Demasiado desesperada para ter nojo ou medo, aproximei-me, remexi o que restava da criatura, e quando por fim encontrei uma chave imunda agarrei-a com prazer e voltei para junto dos meus companheiros.
Não me lembro do final do sonho, mas acho que escapámos.
Na sequela do filme, ou seja, no segundo sonho, eu era uma professora naquele mesmo edifício. Estava a descer umas longuíssimas escadas em caracol. Eram de pedra. Mármore branco, penso. As paredes eram espaçosas, pintadas em tom de creme, com discretos brilhantes. Apesar de irregulares, eram macias: tal e qual como as paredes do prédio onde vivo, em Massamá. Não havia janelas, e eu não sabia há quanto tempo estava a descer as escadas, nem por quanto tempo teria de continuar.
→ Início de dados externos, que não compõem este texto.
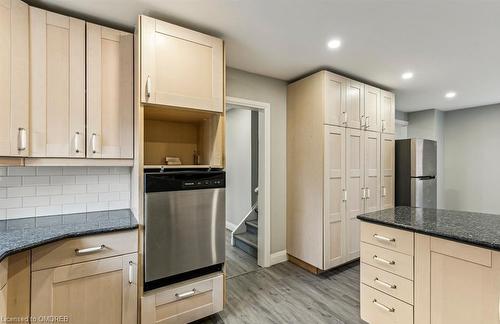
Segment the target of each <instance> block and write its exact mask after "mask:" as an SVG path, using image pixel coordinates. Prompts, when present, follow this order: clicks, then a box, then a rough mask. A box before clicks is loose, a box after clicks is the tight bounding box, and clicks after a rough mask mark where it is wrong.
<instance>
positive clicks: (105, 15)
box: [32, 0, 500, 111]
mask: <svg viewBox="0 0 500 324" xmlns="http://www.w3.org/2000/svg"><path fill="white" fill-rule="evenodd" d="M32 2H34V3H39V4H41V6H46V5H48V6H52V8H54V6H55V8H61V9H66V10H71V11H74V12H78V13H82V14H85V15H88V16H91V17H97V18H99V19H102V20H104V21H106V22H110V23H113V24H116V25H117V26H123V27H128V28H132V27H133V26H134V25H135V22H136V19H137V15H138V14H141V13H142V14H147V15H151V16H153V17H156V18H162V19H165V20H167V21H170V22H173V23H177V24H180V25H183V26H186V27H190V28H194V29H197V30H200V31H204V32H207V33H211V34H213V35H215V36H219V37H222V38H223V39H224V40H225V41H226V44H227V63H228V65H229V66H231V67H234V68H238V69H242V70H245V71H249V72H254V73H258V74H262V75H266V76H270V77H274V78H278V79H282V80H287V81H290V80H294V79H297V78H298V77H300V76H303V75H304V74H307V73H310V72H312V71H315V70H318V69H319V68H323V67H327V68H330V69H334V70H335V71H338V72H341V73H345V74H347V75H351V76H353V77H356V78H359V79H362V80H365V81H369V82H371V83H374V84H376V85H380V86H382V87H384V88H387V89H392V90H395V91H396V93H397V109H399V110H402V111H416V110H424V109H430V108H436V109H441V110H452V109H458V108H465V107H473V106H479V105H486V104H492V103H498V102H500V1H496V0H491V1H485V0H468V1H465V0H462V1H460V0H455V1H451V0H450V1H444V0H433V1H429V0H413V1H408V0H407V1H405V0H399V1H397V0H395V1H388V0H384V1H374V0H358V1H356V0H344V1H340V0H322V1H321V0H138V1H134V0H39V1H36V0H33V1H32ZM332 37H339V38H341V39H342V43H343V45H342V47H341V48H340V49H339V50H335V51H331V50H328V49H327V48H326V42H327V41H328V40H329V39H330V38H332ZM405 71H413V72H414V74H415V77H414V78H413V79H412V80H407V81H404V80H402V79H401V74H402V73H403V72H405ZM451 90H453V91H456V92H457V96H456V97H455V98H454V99H451V100H450V99H445V98H444V94H445V93H446V92H447V91H451Z"/></svg>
Seguia-me uma multidão de alunos. Não sei se eram zombies ou fantasmas, ou qualquer outro tipo de monstros. Sei, no entanto, que não podiam fazer-me mal até ao momento em que eu demonstrasse que sabia que estava em perigo, ou até aceder a ir onde eles me queriam levar.
Eles falavam-me carinhosamente, convidando-me a acompanhá-los. Eu tinha de saber recusar os convites com gentileza. Eles fartavam-se de me fazer perguntas, e eu mentia-lhes com habilidade, certificando-me de que a teia que tecia era uniforme.
Estava cheia de medo. Mas não podia demonstrá-lo. Tinha os nervos em franja, e os meus dedos e as minhas pernas tremiam. Mas tinha de me comportar com calma e elegância, por isso cerrava as mãos em punhos e punha cuidadosamente um pé à frente do outro.
Quando vi a porta de saída nem quis acreditar. Mas não podia correr. Sempre devagar, caminhei para a porta, despedi-me deles, e saí.